And whoever does not take his cross and follow me is not worthy of me. Whoever finds his life will lose it, and whoever loses his life for my sake will find it. Matthew 10:38-39
So he delivered him over to them to be crucified. So they took Jesus, and he went out, bearing his own cross, to the place called The Place of a Skull, which in Aramaic is called Golgotha. There they crucified him, and with him two others, one on either side, and Jesus between them. John 19:16-18 (Both English Standard Version)
We had another Good Friday-the day we commemorate Jesus’s death on the cross. As part of his execution, Jesus was ordered to carry his own cross down the streets of Jerusalem through mean jeering crowds, and out to the hill called Golgotha. It was a very humiliating segue into a more humiliating form of execution. Remember: these crowds were the same ones who cried, “Hosanna!” days earlier.

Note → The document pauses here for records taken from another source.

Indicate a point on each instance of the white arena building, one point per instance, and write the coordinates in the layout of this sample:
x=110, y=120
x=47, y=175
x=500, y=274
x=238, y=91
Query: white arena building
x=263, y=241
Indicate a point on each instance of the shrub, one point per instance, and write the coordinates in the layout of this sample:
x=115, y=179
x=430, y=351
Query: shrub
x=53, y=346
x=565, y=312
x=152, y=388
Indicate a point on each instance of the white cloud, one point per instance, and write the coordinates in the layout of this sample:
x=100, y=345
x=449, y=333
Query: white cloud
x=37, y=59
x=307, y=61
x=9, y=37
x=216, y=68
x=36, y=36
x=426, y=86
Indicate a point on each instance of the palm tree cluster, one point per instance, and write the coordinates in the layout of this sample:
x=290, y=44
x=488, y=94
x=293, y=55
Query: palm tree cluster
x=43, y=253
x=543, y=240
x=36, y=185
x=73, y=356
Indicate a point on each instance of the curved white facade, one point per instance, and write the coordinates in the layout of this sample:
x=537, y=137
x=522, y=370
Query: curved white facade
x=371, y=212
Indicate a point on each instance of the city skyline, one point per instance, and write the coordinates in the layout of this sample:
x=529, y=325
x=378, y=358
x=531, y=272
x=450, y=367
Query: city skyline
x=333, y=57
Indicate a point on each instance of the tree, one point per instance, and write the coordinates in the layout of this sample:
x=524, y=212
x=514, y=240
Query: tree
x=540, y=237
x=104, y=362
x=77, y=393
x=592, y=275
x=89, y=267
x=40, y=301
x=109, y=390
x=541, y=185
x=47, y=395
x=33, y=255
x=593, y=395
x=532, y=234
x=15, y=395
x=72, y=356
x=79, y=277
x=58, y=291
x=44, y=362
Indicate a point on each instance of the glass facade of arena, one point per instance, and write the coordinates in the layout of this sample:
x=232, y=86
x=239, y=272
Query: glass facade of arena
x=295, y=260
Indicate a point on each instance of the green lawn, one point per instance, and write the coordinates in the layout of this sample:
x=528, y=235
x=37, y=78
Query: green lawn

Jesus willingly and lovingly bore his cross for us as a painful, yet loving, response to the sins and powers of our world. As we reflect on Jesus’s act of love, how many of us are willing to “take up our crosses” and follow Jesus’s example, even if it means the loss of something dear like our lives? How many of us are willing to navigate the haters as we bear our crosses?
What Jesus was asking us was how far are we willing to follow his lead. How many of us today are willing to risk it all-even our very lives-to follow him? In Jesus’s time, following anyone other than those “approved” by the religious elites and the Roman Empire was punishable by death, and Jesus knew this. Yet Jesus knew that God will vindicate him in the end. Would we be willing to take up our cross, to bear the unbearable, to follow Jesus’s lead in life? Although we wouldn’t get literally crucified today, however would we risk being ostracized, criticized, mocked, gossiped about-to be figuratively “crucified”-all to live the Christ-life?
I’m not talking about quitting your job and traveling to far-flung countries to do missionary work; Lord knows we need mission work right here in our cities and towns. Nor, am I talking about going into preaching either. What I meant is living with the Christ as our example. We’re talking about a Jewish rabbi who could have easily became a successful Pharisee or Sadducee, yet who instead was so infused of the Divine that he: fed the hungry; healed the sick; pardoned an adulteress; reframed the life of a multi-married Samaritan woman; reached out to his society’s marginalized; broke race, class and gender barriers; spoke truth to power-religious and political; and even loved his enemies by healing a Roman Centurion’s servant. It was Jesus’s living out this life that ultimately got him on the cross; and Jesus knew this living would get him in trouble too.
Despite it all, the coolest thing was even though the powers that be crucified Jesus, they didn’t kill him. Oh yes, he died physically on the cross; however, his message, his words, his stories, his works-all that were the real Jesus the Christ didn’t die. In fact, he asked God to forgive his executioners and still ministered to the thief on the cross next to him, his mother Mary, and to John the disciple-all up to his last breath. Jesus took up his cross; and though being killed he still brought life into the lives of others.
What about us? Will we take up our crosses? Something for us to ponder on this weekend.